[Avodah] moon and sun
kennethgmiller at juno.com
kennethgmiller at juno.com
Wed Aug 24 18:40:55 PDT 2011
R' Eli Turkel asked:
> What does it mean that moon and sun talked - they are inanimate
R' Zev Sero challenged:
> How do you know? The Rambam says they are intelligent; what
> grounds exist to question that?
RET responded:
> I am having trouble believing that Zev is serious. Does he
> know that men have landed on the moon and they did not talk to
> the moon. The sun consists of gases undergoing various nuclear
> reactions.
Akiva Miller now says:
My first reaction was that RET's evidence ought to be enough to convince anyone. But on second thought, I'm not so sure, and I'd like to explain why.
It is quite true that we are the first generation (or, for you young 'uns, the second) who can point to fellow humans who have actually visited the moon, and can testify to its inanimate state. But "ain chadash tachas hashemesh." Is the testimony of these astronauts really that much stronger than what our fathers saw with their own eyes?
The sun, moon, planets, and stars never stray from their respective paths. Not much expertise is needed to know where they'll be in the sky at any given time. And people who *do* have this expertise can calculate these things years - or even centuries - in advance. And people have actually been doing this for millenia.

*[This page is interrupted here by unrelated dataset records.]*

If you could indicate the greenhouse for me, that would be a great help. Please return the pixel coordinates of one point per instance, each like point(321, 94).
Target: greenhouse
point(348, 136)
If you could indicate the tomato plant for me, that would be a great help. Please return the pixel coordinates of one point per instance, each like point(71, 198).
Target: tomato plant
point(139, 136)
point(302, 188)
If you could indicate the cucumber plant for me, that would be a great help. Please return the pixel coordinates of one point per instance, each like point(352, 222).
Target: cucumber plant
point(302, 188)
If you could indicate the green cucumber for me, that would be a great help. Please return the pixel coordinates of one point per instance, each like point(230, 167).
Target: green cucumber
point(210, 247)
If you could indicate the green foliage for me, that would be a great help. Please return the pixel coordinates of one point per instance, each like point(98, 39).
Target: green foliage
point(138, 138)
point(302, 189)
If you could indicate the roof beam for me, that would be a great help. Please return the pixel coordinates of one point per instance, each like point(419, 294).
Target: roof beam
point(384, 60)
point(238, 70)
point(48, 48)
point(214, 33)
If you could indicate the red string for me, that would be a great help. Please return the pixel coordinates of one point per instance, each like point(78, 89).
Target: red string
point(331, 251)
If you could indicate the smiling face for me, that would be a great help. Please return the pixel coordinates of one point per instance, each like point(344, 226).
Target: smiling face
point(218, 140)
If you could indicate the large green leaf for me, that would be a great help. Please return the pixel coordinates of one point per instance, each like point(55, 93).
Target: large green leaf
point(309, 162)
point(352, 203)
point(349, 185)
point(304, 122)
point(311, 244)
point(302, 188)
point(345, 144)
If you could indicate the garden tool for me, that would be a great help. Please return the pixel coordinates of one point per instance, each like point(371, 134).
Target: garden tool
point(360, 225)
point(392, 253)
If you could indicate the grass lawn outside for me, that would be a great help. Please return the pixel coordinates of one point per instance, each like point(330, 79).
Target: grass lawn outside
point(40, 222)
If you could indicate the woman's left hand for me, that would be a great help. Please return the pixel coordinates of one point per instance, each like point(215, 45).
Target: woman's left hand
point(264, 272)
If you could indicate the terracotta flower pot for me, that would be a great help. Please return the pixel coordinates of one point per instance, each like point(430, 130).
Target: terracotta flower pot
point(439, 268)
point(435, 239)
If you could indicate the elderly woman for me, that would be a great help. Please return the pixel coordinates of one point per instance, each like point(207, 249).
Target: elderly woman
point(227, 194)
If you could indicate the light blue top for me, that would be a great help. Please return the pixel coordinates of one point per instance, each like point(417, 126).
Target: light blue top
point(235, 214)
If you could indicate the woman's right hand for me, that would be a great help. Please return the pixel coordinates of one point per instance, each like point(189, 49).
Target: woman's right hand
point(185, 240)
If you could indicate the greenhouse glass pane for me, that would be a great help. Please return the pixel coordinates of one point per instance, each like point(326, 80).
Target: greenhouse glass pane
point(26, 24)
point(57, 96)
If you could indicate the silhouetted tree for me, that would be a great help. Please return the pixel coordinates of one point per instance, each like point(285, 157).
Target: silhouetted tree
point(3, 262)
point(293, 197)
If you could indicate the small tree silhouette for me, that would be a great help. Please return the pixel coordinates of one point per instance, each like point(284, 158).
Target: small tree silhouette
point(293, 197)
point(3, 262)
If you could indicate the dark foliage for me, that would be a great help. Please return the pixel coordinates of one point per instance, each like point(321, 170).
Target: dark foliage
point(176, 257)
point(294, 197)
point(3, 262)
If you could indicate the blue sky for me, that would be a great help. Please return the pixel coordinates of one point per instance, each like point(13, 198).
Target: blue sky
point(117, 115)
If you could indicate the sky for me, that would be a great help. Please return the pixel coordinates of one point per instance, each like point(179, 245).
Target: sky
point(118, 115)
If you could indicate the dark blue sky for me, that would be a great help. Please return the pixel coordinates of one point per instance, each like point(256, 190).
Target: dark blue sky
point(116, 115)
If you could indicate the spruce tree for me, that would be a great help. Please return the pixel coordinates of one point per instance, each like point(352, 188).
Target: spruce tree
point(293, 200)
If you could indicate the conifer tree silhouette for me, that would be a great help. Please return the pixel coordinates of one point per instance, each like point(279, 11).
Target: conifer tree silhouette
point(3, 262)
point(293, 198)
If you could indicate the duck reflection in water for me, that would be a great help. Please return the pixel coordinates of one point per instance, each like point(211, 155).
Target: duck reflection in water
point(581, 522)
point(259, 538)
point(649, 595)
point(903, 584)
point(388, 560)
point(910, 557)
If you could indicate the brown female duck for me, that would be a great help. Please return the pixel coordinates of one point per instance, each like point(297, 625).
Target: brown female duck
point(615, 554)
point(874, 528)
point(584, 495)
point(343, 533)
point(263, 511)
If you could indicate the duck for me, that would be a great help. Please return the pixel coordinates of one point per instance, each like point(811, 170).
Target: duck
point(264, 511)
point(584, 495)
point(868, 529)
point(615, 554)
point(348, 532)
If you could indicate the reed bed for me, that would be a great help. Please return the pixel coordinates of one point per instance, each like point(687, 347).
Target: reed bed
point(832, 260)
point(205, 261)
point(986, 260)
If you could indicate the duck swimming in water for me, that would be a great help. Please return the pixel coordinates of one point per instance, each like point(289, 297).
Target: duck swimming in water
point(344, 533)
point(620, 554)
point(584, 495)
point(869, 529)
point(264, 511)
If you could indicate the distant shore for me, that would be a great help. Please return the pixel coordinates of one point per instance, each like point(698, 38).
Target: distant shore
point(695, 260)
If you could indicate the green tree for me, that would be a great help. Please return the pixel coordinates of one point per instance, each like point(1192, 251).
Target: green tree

The moon in particular is such that we can see details of its surface, even with the naked eye. And people have been doing this too, also for millenia. And although different parts are lit at different times of the month (leading some to think that it is growing or shrinking), the features which are seen on the left side always appear on the left side, and the features which are on the top, bottom, or right also always appear on those sides.
The moon also seems to wobble in its path. This is called "libration", and a great animation of it is in the Wiki article "lunar phase". I don't know if the ancients noticed this; if they didn't then it doesn't matter, but if they did, then they surely noticed that it is regular and predictable.
Besides the moon, the other celestial bodies don't have features which can been seen without a telescope. But their sizes and colors were still noticeable even to the ancients. Jupiter was markedly larger than the others, and while "the red planet" is merely a nickname in English, Lashon Hakodesh gives that as Mars' proper name: Maadim. Before we began to suffer from light pollution (see Wikipedia: "skyglow"), people knew their orbits, recognized them, and gave them names like "the morning star", "the evening star", or "the north star" -- because they could be found at specific places and times.
What I've been describing are NOT the characteristics of thinking beings. They are characteristic of objects. Dull, dead, inanimate objects.
The ancients -- a term by which I mean to include Chazal, but also the chachamim of the nations -- surely knew all the above. And I think they'd be insulted if I claimed they did not notice these things. Yet despite this evidence, some of them still considered the sun, moon, et al, to be thinking and conscious beings. Beings whose appearance and location never changed, but thinking beings nevertheless.
WHY did they think this? To my mind, it is utterly incomprehensible. Why didn't they look at those unchanging things and realize that they are mere objects? Granted that they move, but the river moves too. Do we find anywhere that they thought the river was a living, thinking being (other than in a poetic or rhetorical sense)?
I don't know. I have no answer. But there must have been *something* to make them think this way.
They were a lot smarter than I am. And if a reliable calendar was not enough to convince them that the moon is dead, then a shovel of moonrocks is not enough to convince *me* of it.